I've seen some stretched Gravely's in the past. I'm looking to maintain a little more scale. Which, to me, means going up, as well as out. Pure esthetics is driving me on some things.
 
#18 ·
I worked on setting up and tacking the frame last night. Took a little bit, but it came out nice and true. Tonight I wanted to mock it up to make sure I was achieving the look I was going for. Overall I was pleased. The rear tires will be pushed out another three inches to get the stance I want. Also the hood will be stretched 9 inches to match up with the frame lengthening. This will maintain the stock steering wheel/seat measurements. I got a chance to sit on it and it felt good. Nice and high. Took a few pics and included an original tractor pic for comparison. Feel free to give some feedback, good or bad, I know it's not for everybody.







 
#20 ·
Thanks John. As it sits it has a 2" front rise, with 4-1/2" in the back. I might tweak it, but I want to bring out the rears a total of 6" before I decide. Going in I had kind of a "mudder rail" look in mind. Mocking it up was fun, but now I'm looking at some tedious time on the frame filling all those bolt holes:banghead3
 
#24 ·
That's looking really great!

It looks like you're dropping the transmission, using the top frame-mount holes against the bottom holes on the frame. Which is a cool idea for picking up the aft end :) Does this mean there's a plan to add some gussets or something below, for the lower mounts?

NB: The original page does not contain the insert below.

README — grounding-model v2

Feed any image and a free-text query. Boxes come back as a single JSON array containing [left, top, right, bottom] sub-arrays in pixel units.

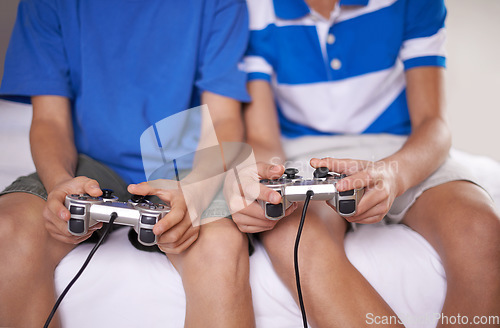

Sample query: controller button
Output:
[[338, 199, 356, 215], [339, 189, 354, 196], [69, 219, 85, 233], [313, 167, 330, 178], [139, 229, 156, 244], [141, 215, 156, 224], [266, 203, 283, 218], [69, 205, 85, 215], [285, 167, 299, 179]]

Keep those pix coming, I'm looking forward to seeing the next installment!
 
#26 ·
Man John, getting something past you is like trying to sneak sunrise past a rooster! You're 2 for 2. Exactly, and yes I'm welding matching 1/4" angle iron w/ 45 degree gusset. To maintain a level seat pan I plan on extending the the rear rubber supports the same amount. It was a super simple solution.
 
#28 ·
Nice project. I like the retro skinny wheels and tires on the front. I can't figure out what they're from though. Are they keepers, or just temporary?
Just a thought; when it's not pulling, it would also make a heck of a grader using a center mount grader blade with the extended wheel base.
 
#30 ·
Fronts are off an old Eschelmann rototiller. The rims are definitely staying. It's a tossup between these tires and tri-ribs.

I love your grader idea. That would be beasty!
 
#31 ·
While watching the Giants give away a game:mad: I worked on the custom. I focused on extending the hood. I never did this before, and since I'm not Joe auto body to begin with, I really took my time not to screw things up. I had the donor 432 hood to use. Pics.........

Cut 9" off the 432 hood



Checked things over and over and then tacked it up.







Mocked it up and happily it was very true.



This pretty much completes the overall lines of the sheet metal. I really like the proportions and the look. So far, so good.





This photo is telling. The 24G in the background has always dwarfed my other garden tractors. Not the custom though.

 
#32 ·
The new decal in the first photo just isn't right! :biglaugh:

Looking good on the sheet metal. Looks a lot better than I could do. :fing32:
 
#34 ·
Ooooooo, I like that! I will be going with the left wheel, for exactly your reasons.


The new decal in the first photo just isn't right!
I didn't notice that......sharp eye!
 
#35 ·


That is an awe-inspiring picture.

Ellis, any plans to modify the steering links to keep the turning radius manageable?

Oh, and any chance I get to see that 24-G of yours makes my day!

Lastly, tracktortag, that 816 pic has given me something to aspire to with mine! Too bad it's not yours!